Issues of supposed interactivity and user-based generated content complicate this issue, but as Farman admits, these tools, allowing for a new degree of freedom, are also controlled and regulated by Google. Not only this, but even the choices made by individuals reflect ideologically and politically-based biases, so even if democratizing the creation of maps eliminates or at least mitigates the centrality of power for the mapmaker, it could never eliminate the inherent subjectivity of mapmaking itself.
Instead, by attempting to create such a map of perfection, Google Earth’s supposed potential for subversion is even more dangerous than the old, less accurate maps. Maps continue to create boundaries, rather than represent them, but with an even greater degree of power and influence due to the illusion of objectivity within Google Earth.

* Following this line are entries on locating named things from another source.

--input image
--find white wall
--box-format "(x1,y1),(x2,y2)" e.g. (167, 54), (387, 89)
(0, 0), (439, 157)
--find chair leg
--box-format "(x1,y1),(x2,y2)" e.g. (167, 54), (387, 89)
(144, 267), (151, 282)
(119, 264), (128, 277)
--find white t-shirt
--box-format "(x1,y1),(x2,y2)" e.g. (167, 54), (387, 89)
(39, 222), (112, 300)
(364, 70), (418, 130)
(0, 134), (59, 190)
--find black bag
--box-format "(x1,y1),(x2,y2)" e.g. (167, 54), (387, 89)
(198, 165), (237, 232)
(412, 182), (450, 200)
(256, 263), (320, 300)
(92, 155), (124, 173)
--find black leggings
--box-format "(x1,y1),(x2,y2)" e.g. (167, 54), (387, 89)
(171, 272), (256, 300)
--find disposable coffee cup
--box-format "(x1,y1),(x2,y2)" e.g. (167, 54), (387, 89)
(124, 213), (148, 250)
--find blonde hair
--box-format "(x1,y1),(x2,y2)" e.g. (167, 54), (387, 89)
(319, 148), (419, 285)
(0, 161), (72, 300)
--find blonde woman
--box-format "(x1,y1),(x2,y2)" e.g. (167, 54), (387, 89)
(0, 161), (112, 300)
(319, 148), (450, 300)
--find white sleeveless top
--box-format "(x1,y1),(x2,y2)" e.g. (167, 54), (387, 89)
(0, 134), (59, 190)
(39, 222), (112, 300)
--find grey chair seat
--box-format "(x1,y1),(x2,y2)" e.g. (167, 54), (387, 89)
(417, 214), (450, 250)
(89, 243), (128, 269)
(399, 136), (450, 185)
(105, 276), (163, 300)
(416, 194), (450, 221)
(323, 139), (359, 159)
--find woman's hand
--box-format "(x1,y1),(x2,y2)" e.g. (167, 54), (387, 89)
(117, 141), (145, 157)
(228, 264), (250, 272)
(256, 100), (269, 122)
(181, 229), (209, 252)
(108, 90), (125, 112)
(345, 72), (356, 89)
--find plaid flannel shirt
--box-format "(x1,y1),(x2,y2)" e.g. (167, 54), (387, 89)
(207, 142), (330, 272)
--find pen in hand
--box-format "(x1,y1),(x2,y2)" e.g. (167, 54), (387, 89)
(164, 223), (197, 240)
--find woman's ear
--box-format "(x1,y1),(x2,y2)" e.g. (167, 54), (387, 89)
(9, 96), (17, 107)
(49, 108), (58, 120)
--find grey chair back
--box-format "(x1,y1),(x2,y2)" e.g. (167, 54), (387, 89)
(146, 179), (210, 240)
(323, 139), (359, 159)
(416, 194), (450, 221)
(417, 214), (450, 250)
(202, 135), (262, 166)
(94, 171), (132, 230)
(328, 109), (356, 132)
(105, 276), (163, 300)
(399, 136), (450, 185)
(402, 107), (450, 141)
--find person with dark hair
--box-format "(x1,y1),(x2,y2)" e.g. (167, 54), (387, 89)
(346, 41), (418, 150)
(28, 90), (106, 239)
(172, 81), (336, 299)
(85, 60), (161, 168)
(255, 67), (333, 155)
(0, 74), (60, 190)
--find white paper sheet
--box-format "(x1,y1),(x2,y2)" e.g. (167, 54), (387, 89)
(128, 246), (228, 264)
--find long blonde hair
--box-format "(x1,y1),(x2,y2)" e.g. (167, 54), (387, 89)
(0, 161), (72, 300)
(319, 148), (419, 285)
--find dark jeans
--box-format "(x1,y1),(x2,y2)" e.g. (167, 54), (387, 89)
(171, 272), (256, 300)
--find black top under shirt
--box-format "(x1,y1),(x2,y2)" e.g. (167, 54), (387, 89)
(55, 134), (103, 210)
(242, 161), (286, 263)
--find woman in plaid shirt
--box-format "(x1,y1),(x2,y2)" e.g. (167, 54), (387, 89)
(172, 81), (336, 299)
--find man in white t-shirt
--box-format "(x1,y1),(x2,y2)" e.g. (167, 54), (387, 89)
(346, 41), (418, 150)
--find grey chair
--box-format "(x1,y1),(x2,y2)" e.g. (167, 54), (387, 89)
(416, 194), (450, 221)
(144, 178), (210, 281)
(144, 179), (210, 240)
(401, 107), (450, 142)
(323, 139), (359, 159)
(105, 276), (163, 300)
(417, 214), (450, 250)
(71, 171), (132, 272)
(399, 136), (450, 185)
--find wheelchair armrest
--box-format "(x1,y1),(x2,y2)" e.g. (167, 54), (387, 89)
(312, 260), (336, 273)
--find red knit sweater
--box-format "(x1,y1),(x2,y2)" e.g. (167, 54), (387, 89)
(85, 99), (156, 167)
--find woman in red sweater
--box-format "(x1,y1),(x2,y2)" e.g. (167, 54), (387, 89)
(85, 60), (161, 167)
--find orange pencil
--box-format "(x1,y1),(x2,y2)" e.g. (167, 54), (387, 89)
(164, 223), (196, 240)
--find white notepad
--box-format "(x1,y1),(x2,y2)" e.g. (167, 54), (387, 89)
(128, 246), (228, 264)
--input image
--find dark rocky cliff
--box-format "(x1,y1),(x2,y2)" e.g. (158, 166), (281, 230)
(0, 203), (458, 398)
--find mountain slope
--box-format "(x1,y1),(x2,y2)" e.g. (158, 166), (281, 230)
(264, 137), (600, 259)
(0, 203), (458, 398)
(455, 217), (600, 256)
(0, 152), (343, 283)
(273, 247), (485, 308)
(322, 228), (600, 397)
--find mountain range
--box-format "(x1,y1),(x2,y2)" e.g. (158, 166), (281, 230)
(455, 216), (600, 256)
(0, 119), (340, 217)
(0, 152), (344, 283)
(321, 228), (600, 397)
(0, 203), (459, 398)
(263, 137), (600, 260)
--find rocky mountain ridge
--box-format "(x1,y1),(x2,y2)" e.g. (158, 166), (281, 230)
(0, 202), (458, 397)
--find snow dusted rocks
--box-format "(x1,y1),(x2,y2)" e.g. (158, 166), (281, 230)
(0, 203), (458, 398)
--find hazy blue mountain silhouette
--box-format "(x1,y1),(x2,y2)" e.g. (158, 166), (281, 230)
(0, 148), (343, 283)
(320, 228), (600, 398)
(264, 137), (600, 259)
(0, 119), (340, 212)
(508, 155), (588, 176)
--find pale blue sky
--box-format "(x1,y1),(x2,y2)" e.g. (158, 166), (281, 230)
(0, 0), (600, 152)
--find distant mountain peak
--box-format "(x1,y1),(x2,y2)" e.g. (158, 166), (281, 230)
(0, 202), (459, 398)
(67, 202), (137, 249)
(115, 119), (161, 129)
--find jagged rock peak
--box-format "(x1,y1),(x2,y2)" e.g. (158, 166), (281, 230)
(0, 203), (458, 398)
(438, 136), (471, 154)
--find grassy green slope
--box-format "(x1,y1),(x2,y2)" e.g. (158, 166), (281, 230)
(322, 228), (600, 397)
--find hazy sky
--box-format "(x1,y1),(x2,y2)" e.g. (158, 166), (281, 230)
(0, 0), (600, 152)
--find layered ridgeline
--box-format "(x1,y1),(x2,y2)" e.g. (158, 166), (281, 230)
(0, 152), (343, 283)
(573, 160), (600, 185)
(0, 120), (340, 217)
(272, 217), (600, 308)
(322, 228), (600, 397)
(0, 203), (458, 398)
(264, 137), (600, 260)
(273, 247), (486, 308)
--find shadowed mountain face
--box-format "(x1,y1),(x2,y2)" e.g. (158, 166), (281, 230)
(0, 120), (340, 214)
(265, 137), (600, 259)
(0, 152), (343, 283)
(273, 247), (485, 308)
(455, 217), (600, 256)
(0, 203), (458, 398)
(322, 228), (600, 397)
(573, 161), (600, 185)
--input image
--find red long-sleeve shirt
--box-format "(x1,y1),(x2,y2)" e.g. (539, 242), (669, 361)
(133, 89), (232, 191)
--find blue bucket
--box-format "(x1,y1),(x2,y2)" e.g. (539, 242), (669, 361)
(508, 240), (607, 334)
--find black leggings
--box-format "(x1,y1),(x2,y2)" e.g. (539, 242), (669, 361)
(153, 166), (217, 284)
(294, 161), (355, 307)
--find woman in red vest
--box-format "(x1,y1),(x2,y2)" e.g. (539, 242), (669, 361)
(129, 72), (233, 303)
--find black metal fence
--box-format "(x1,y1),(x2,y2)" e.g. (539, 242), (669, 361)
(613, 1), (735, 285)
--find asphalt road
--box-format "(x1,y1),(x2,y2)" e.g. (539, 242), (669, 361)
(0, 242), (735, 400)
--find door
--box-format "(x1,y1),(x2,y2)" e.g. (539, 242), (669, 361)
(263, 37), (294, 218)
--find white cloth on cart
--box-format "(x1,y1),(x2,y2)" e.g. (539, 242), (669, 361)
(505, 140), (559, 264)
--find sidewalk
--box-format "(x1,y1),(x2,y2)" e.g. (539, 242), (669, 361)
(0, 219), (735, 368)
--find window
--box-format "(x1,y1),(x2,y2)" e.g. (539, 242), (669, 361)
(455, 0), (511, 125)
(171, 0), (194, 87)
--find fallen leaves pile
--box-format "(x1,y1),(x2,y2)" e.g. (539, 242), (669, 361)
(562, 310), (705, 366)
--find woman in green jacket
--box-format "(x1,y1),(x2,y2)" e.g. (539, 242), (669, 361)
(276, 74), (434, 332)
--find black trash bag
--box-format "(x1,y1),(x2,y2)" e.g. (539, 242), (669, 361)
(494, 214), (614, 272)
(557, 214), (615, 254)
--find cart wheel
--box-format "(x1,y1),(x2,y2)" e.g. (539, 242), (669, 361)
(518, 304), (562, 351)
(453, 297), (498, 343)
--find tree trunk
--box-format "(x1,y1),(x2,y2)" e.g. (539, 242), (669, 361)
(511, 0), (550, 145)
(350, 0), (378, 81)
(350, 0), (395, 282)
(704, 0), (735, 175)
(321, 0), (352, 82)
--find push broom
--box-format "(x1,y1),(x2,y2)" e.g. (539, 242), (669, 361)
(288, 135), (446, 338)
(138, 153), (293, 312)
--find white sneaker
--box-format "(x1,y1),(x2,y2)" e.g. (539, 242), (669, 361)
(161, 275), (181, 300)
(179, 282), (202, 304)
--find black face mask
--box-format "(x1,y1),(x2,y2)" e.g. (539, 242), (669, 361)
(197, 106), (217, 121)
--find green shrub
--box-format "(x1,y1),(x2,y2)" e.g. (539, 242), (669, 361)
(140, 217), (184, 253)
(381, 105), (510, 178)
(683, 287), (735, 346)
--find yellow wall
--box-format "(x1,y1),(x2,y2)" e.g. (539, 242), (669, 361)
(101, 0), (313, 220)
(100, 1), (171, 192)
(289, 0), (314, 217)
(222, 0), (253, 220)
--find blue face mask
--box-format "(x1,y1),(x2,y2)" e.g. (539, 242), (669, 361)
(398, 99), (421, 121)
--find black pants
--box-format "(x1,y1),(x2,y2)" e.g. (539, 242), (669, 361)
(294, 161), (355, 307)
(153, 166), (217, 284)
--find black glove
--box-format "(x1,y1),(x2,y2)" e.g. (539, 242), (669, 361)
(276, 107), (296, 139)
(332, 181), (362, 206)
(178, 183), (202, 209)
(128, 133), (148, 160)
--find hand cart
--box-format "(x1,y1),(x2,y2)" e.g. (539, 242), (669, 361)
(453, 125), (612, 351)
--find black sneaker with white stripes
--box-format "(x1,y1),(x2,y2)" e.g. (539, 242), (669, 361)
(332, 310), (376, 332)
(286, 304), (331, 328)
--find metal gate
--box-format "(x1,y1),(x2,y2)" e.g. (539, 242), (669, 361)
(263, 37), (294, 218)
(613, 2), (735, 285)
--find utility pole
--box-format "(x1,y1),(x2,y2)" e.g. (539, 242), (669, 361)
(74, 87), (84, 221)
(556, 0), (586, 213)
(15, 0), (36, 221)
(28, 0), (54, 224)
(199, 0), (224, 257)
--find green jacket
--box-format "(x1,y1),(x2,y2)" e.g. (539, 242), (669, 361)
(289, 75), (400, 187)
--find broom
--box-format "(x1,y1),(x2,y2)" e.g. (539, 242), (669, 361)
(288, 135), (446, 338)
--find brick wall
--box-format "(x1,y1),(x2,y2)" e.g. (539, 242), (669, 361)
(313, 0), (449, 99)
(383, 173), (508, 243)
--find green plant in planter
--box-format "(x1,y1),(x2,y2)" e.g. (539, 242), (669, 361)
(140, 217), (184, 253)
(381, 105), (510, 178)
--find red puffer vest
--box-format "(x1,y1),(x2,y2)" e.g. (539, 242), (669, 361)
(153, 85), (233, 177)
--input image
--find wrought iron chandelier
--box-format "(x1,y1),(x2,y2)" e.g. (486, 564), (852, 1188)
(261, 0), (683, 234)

This is a postmodern issue because here the distribution of power is not one-sided (as in a user watching a TV), and neither is the direction reversed (the TV is watching you), but now neither the source of power nor its direction is clear. Agency is no longer known or definite. For Farman, this is a positive thing, but if we wish to continue this postmodern critique (which I believe I have been lifting from Jameson, but I can’t be sure), we could argue that by using technology in order to extend the potential of maps to their absolute limit, Google Earth is even more deceptive than traditional maps. The more a representation resembles its original, the easier the viewer is fooled by its supposed authenticity. Google Earth takes this logic and adds with it the possibility of collaboration and interactivity, thereby ensuring that with this controlled potential for subversion, the user will be even more fooled by its illusion of objectivity. At this point, Foucault’s panopticon no longer bears any relevance, as the source and directionality of agency is lost or obscured, legitimizing Google Earth even further.
This is a pessimistic view of the function of Google Earth, but it fits into the Jameson and Baudrillard postmodern critique to which Farman alludes. Instead, he arrives at a more positive view of the functionality of Google Earth, recognizing its limitations but nonetheless embracing the certain degree of subversion somehow allowed by its creators. While I would like to agree with Farman, who begins to recognize these issues but doesn’t quite see them through, it would be foolish to ignore how easily Google Earth fits into this critique.